Incydenty

Zebrane są ciała żołnierzy i wykopy: Federacja Rosyjska zatrudniona z Ukrainy z Azji Środkowej - media

Według dziennikarzy, pomimo ostrzeżenia o władzy, zarówno mężczyźni, jak i kobiety idą na okupowane terytoria Ukrainy. Rosyjskie firmy oferują im pensję w wysokości 2000 do 3300 USD miesięcznie. Rosyjskie firmy zatrudniły setki migrantów z Azji Środkowej do pracy na okupowanych ukraińskich terytoriach. Tam zbierają ciała rosyjskich żołnierzy, kopią rowy i naprawione budynki zniszczone w wyniku działań wojennych.

O tym donosi wydanie kirgisowe „Radio Liberty” - „Radio Azatik”. Według dziennikarzy rządy stanów w Azji Środkowej ostrzegły swoich obywateli, aby nie chodzili na Ukrainę, a Kijv uważa ich za współpracowników najeźdźców. Migrant z Kirgistanu w imieniu Urmat powiedział publikacji, że podpisał umowę z rosyjską firmą. Zgodnie z warunkami dokumentu mężczyzna otrzyma 120 USD dziennie na zbieranie ciał martwego rosyjskiego wojska.

Stwierdził, że był świadomy takiej pracy, i omówił ten temat z innymi kirgisowymi migrantami pracującymi nad linią kolizji. „Powiedzieli mi, że czasami biorą udział w ogniu i że ludzie są zabijani. Wykonują pracę, ponieważ są zdesperowani - niektórzy mają długi” - powiedział kirgisowy migrant. Publikacja zauważa, że ​​większość pracowników pracuje nad budową w zniszczonych przez walkę miast, w szczególności w Mariupolu.

Kobiety idą również do pracy na Ukrainie. Zaoferowano im pracę w szpitalach wojskowych, stołówkach i fabrykach na okupowanych terytoriach na wschodzie. Jak zarządzali dziennikarze, pieniądze są główną zachętą dla migrantów. Oferuje im pensję w wysokości 2000 do 3300 USD miesięcznie, co jest znacznie więcej niż pracownicy mogą zarobić w Rosji. Niektórzy pracownicy otrzymują od 700 do 1200 USD.
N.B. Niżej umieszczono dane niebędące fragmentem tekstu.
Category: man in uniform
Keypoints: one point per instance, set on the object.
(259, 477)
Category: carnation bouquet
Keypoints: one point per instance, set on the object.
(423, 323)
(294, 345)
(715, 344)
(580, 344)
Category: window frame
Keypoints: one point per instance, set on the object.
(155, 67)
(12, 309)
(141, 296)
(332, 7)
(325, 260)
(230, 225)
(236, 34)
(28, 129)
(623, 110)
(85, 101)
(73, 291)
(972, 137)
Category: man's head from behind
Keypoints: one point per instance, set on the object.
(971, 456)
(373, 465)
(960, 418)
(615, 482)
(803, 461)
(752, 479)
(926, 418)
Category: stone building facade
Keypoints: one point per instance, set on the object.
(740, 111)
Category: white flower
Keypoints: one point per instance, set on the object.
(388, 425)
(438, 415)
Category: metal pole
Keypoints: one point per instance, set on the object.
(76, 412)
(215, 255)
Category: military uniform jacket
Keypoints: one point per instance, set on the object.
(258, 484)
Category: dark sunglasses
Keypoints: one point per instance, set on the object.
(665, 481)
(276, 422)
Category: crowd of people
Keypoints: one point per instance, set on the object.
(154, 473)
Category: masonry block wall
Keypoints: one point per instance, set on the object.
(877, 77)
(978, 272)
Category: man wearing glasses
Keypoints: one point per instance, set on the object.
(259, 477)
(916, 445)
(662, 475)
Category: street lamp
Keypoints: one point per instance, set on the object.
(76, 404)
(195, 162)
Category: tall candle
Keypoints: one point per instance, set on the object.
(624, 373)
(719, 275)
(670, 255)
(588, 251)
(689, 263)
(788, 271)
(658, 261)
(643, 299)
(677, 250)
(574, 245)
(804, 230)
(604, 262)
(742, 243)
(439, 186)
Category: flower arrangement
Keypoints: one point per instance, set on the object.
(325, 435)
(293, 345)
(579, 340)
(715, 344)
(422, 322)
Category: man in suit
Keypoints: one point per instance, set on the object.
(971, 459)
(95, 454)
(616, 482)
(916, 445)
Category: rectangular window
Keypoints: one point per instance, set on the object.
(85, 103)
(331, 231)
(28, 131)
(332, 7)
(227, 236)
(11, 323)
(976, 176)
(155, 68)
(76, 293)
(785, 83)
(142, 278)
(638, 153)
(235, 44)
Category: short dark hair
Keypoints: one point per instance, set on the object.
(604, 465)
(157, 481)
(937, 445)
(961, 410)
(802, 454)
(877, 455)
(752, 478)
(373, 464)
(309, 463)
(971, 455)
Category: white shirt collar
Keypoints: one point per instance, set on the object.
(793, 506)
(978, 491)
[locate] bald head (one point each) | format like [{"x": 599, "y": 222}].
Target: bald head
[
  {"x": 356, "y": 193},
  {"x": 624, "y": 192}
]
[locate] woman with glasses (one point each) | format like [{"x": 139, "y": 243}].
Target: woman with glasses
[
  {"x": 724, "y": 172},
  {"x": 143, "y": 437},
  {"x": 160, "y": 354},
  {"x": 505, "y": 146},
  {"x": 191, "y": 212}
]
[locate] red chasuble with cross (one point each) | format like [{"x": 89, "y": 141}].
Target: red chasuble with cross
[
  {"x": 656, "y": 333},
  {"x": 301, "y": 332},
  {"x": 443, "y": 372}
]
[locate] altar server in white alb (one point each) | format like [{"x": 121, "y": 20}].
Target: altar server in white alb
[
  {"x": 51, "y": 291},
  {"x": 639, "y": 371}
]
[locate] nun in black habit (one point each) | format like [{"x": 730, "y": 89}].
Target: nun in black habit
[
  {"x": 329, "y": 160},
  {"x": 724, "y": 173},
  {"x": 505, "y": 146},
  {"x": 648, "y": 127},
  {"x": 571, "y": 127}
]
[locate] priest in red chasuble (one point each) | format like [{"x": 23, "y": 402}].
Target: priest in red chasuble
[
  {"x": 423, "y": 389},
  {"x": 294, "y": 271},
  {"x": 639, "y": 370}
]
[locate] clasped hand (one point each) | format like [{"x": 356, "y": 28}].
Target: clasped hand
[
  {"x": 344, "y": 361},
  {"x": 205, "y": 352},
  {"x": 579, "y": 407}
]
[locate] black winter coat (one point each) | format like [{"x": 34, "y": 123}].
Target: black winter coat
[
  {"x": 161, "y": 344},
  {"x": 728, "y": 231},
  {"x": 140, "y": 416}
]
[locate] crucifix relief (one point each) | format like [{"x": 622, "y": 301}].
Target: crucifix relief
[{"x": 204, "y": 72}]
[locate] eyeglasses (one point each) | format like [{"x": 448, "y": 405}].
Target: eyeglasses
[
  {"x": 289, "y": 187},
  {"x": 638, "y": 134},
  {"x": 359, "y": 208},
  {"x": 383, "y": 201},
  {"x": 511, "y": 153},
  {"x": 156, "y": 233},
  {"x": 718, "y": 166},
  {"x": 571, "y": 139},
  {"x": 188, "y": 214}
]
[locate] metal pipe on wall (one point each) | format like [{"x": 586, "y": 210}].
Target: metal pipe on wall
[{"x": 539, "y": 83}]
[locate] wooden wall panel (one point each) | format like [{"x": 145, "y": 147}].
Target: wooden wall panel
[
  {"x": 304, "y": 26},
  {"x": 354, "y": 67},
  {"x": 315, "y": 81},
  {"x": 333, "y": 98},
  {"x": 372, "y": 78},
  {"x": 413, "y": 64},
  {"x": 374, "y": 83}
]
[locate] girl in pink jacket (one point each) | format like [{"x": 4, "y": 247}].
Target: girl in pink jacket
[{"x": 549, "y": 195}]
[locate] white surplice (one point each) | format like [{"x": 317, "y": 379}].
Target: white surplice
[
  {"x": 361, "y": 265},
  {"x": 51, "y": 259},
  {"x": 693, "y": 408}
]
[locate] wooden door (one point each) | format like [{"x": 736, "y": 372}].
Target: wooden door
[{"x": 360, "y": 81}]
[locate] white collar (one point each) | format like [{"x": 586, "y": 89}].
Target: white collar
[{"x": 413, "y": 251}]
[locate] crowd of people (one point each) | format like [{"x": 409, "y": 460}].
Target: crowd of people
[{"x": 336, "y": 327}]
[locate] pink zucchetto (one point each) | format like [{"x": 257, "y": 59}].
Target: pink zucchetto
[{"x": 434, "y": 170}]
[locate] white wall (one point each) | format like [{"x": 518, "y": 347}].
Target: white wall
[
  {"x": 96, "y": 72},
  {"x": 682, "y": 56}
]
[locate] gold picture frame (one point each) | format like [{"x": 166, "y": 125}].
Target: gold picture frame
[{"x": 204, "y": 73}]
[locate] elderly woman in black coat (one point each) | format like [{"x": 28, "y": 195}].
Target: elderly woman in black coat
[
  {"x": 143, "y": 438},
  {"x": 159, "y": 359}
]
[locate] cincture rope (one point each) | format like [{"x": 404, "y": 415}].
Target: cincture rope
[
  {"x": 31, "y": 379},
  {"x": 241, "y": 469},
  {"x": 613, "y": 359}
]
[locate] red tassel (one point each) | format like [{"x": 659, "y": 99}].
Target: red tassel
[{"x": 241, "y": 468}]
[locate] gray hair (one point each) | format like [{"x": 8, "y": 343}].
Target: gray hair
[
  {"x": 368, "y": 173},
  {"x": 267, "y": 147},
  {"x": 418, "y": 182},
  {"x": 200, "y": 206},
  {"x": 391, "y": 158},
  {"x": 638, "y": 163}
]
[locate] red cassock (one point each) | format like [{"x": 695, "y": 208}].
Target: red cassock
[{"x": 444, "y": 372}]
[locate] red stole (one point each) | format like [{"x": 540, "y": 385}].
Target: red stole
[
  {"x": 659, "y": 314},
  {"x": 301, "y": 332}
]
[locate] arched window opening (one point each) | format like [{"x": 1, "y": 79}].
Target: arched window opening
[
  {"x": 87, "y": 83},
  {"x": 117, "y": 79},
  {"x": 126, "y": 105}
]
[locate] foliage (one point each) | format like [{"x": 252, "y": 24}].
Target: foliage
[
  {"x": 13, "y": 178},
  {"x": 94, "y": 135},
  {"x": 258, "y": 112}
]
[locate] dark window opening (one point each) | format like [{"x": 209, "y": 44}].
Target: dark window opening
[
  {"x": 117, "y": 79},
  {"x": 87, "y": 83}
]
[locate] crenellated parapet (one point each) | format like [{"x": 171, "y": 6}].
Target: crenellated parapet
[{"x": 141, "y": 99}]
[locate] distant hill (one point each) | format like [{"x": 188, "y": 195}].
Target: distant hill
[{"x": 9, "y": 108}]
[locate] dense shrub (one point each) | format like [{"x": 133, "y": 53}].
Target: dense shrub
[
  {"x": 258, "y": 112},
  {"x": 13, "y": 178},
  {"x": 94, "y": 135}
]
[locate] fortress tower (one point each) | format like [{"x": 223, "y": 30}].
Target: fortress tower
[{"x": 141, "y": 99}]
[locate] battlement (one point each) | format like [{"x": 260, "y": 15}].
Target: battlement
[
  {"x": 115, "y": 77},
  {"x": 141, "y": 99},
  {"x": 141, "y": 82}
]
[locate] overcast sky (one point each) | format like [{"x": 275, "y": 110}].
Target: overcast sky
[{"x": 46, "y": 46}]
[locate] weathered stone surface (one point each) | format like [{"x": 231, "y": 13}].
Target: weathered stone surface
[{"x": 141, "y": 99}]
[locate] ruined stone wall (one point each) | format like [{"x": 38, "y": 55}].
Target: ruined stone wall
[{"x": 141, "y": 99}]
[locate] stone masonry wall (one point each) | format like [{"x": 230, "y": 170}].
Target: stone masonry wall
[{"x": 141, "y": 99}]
Mężczyzna o imieniu Sorbon z Tajikistanu poinformował, że praca na Ukrainie jest reklamowana na stronach, w grupach telegramowych i innych sieciach społecznościowych. Dowiedzą się także o wolnych miejscach pracy przez swoich pracodawców i „Sundress Radio”. Przypomniemy 22 lutego media napisały, że w Rosji ograniczyły emisję organów zabitych podczas wojny na Ukraińskich Żołnierzy z powodu ogromnego ładunku Morgues, z którym ich pracownicy nie radzą sobie już.